Hive supports all the common primitive data formats such as BIGINT, BINARY,
BOOLEAN, CHAR, DECIMAL, DOUBLE, FLOAT, INT, SMALLINT, STRING,
TIMESTAMP, and TINYINT. In addition, analysts can combine primitive data types to
form complex data types, such as structs, maps and arrays.
2.4 Interactions with other Applications

Hive is a data warehousing infrastructure built on top of apache Hadoop.
Hadoop provides massive scale-out and fault-tolerance capabilities for data storage and
processing (using the MapReduce programming paradigm) on commodity hardware.
Hive enables easy data summarization, ad-hoc querying and
analysis of large volumes of data.

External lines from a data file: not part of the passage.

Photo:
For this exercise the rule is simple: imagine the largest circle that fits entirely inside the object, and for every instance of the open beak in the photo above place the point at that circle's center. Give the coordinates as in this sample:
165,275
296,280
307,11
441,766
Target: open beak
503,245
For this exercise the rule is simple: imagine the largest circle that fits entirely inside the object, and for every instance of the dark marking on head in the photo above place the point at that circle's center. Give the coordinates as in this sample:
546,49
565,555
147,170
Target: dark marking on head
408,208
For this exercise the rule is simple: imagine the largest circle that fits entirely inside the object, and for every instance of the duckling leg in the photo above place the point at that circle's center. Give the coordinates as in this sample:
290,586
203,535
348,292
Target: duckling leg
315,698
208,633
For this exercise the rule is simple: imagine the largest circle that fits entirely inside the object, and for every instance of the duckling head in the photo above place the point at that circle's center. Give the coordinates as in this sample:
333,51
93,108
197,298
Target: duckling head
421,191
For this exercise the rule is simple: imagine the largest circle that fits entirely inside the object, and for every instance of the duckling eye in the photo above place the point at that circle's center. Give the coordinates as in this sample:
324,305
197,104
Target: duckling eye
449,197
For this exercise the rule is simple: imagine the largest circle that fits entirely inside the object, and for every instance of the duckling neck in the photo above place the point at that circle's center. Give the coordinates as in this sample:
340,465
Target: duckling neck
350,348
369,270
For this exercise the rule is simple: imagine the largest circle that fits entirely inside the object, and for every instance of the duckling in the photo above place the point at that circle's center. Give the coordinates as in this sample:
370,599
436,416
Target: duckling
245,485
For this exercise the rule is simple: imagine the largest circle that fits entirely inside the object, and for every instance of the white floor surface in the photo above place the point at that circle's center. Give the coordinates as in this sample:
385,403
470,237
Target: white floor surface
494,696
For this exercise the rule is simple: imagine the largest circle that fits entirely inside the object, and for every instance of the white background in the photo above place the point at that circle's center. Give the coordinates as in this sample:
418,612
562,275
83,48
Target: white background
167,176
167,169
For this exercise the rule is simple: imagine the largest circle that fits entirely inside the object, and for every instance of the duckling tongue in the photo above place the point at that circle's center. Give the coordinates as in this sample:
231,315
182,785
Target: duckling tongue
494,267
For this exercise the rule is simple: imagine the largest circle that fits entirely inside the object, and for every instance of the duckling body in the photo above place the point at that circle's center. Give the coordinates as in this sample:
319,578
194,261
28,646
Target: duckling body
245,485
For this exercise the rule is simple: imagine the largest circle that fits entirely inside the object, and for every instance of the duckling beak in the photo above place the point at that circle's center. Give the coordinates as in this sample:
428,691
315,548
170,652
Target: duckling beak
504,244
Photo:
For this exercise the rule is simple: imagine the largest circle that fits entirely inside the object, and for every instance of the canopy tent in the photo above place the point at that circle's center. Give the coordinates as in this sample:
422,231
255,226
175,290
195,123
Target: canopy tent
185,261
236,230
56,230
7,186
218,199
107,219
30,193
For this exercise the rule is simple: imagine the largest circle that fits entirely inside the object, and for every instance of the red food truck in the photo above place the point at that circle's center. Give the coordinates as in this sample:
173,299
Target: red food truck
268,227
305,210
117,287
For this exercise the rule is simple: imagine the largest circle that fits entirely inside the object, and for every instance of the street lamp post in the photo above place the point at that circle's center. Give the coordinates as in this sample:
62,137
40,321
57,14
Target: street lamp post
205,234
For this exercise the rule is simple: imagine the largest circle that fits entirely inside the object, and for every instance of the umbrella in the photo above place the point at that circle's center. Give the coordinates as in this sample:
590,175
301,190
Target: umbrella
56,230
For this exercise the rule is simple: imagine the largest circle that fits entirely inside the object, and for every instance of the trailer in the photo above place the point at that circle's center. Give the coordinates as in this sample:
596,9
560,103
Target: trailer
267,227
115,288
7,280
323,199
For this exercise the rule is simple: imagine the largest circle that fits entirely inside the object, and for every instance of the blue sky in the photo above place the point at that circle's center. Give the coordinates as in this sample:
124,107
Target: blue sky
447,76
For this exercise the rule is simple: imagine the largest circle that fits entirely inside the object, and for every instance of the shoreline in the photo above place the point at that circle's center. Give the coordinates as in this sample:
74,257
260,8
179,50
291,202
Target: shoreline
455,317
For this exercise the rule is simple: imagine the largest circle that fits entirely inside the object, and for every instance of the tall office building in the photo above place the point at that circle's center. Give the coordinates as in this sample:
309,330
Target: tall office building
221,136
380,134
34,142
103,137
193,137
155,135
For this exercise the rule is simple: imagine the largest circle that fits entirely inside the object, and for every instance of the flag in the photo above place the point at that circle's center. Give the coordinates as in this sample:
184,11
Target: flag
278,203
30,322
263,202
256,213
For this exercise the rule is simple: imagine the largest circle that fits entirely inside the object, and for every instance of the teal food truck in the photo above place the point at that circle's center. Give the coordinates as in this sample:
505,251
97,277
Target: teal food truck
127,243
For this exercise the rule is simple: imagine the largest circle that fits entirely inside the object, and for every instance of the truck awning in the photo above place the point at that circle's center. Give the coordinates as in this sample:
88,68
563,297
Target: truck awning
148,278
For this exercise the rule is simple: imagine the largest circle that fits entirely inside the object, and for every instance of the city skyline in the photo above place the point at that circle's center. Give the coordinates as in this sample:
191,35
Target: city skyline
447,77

It is best used for batch jobs over
large sets of immutable data (like web logs).
It provides a simple query language called Hive QL, which is based on SQL and which
enables users familiar with SQL to easily perform ad-hoc querying, summarization and
data analysis.
At the same time, Hive QL also allows traditional MapReduce programmers to be able to
plug in their custom mappers and reducers to do more sophisticated analysis that may not
be supported by the built-in capabilities of the languag
Hive Query Language capabilities:
Hive query language provides the basic SQL like operations. These operations work on
tables or partitions.
 Ability to create and manage tables and partitions (create, drop and alter).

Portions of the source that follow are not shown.